According to Gartner, cloud security services are expected to experience the most growth of any other area by 2028, with a projected 25% increase in compound annual growth. This reflects just how urgent and complex the cloud risk landscape has become.

Real-time exposure management will be critical. This includes monitoring SaaS configurations, and credential use. Static assessments will no longer be enough. Businesses must continuously assess what is exposed and how attractive those assets are to attackers.

Access controls must be contextual, based on device health and behaviour. Frameworks like Zero Trust can help reduce standing privileges and prevent lateral movement. The perimeter is now a moving target; only dynamic, identity-aware models can keep pace.

 

Regulation, AI risk and the quantum challenge

Regulatory demands will grow significantly in 2026. In the EU, organisations must comply with the AI Act, the NIS2 Directive, and DORA. In the UK, the Cyber Security and Resilience Bill will raise expectations around ransomware reporting and third-party oversight.

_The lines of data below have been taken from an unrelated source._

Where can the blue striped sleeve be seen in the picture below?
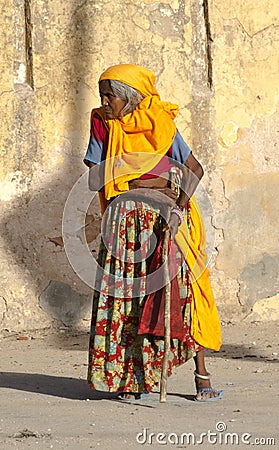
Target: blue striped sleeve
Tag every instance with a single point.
(180, 150)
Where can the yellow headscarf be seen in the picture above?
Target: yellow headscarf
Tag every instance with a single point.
(140, 139)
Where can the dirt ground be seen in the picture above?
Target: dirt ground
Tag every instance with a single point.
(46, 403)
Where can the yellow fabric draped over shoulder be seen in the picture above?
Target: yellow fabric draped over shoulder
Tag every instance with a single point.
(205, 322)
(140, 139)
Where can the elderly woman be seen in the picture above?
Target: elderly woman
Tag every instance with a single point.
(135, 141)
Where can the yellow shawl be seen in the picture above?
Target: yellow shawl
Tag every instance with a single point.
(205, 324)
(140, 139)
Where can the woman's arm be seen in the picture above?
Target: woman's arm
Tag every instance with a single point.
(192, 174)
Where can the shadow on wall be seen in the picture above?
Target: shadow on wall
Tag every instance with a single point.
(37, 215)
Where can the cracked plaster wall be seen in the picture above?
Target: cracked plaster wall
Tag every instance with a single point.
(48, 87)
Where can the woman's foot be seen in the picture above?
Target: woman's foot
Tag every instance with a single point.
(205, 392)
(132, 396)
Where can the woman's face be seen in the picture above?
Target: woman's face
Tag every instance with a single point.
(111, 104)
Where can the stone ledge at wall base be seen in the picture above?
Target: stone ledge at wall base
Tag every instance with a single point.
(65, 304)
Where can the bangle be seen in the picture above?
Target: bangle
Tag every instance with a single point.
(179, 214)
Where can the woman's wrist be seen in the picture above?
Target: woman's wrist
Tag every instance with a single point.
(179, 214)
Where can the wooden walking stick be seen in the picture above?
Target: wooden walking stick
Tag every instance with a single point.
(174, 184)
(164, 373)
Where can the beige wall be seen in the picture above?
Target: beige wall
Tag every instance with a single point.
(221, 68)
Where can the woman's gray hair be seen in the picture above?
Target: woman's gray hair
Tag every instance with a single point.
(127, 94)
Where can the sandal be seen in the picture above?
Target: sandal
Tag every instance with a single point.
(134, 396)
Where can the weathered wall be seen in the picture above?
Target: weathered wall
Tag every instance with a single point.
(218, 61)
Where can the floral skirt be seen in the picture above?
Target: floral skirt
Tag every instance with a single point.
(121, 360)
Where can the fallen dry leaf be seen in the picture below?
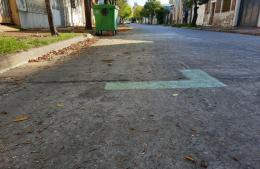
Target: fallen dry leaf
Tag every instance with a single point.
(235, 158)
(74, 48)
(21, 118)
(4, 112)
(108, 61)
(190, 158)
(60, 105)
(203, 164)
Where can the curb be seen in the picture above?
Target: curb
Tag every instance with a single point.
(234, 31)
(15, 60)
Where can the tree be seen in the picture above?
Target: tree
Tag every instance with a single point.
(125, 10)
(196, 4)
(137, 13)
(52, 27)
(88, 14)
(151, 7)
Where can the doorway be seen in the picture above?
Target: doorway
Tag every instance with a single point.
(249, 13)
(212, 12)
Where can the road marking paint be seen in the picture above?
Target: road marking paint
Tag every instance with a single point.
(197, 79)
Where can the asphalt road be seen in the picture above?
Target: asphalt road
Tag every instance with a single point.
(75, 123)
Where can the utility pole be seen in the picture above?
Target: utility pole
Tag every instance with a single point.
(52, 27)
(88, 14)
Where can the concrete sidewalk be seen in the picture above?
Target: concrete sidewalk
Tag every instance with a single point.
(247, 31)
(14, 60)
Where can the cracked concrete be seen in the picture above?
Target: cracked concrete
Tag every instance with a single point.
(75, 123)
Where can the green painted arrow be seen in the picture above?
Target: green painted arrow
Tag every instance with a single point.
(197, 79)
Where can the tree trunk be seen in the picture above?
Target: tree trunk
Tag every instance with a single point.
(195, 13)
(50, 18)
(88, 14)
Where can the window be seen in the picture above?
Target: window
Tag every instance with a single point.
(218, 6)
(73, 3)
(207, 8)
(36, 6)
(226, 5)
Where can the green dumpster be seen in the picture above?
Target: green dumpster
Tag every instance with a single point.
(106, 18)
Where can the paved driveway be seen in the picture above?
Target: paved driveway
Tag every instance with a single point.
(75, 120)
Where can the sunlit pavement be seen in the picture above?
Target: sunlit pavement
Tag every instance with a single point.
(152, 98)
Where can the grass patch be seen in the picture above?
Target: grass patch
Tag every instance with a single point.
(16, 44)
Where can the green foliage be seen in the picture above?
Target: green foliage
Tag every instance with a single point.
(188, 4)
(152, 6)
(137, 14)
(125, 10)
(13, 44)
(160, 15)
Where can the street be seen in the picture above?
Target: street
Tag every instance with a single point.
(155, 97)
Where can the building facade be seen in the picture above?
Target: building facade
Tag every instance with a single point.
(30, 14)
(225, 13)
(228, 13)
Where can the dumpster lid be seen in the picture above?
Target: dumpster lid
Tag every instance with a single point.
(101, 6)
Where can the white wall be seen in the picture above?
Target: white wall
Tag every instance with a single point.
(258, 21)
(38, 20)
(201, 13)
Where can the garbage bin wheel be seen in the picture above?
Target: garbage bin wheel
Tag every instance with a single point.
(114, 32)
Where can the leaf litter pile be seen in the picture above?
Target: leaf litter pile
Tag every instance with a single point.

Companies must show that their AI systems are secure and auditable. This means maintaining model inventories and supplier monitoring. Regulators will expect visibility into how AI decisions are made and who is accountable when things go wrong.

Quantum computing is no longer a distant threat. While large-scale attacks may still be years away, sectors like finance must start preparing now. That includes mapping cryptographic exposure and upgrading infrastructure for quantum-safe algorithms. Resilience starts with awareness and builds through action.

 

Lead now or fall behind

2026 will not wait. Threats are evolving faster than many organisations are prepared for. But the winners will not be those who simply predict what is coming; they will be the ones who act now.

Security leaders must modernise defences and prepare for a regulatory landscape that demands more by default. This is about readiness because those who move early will not only stay protected, but they will also stand out as trusted partners in an uncertain world.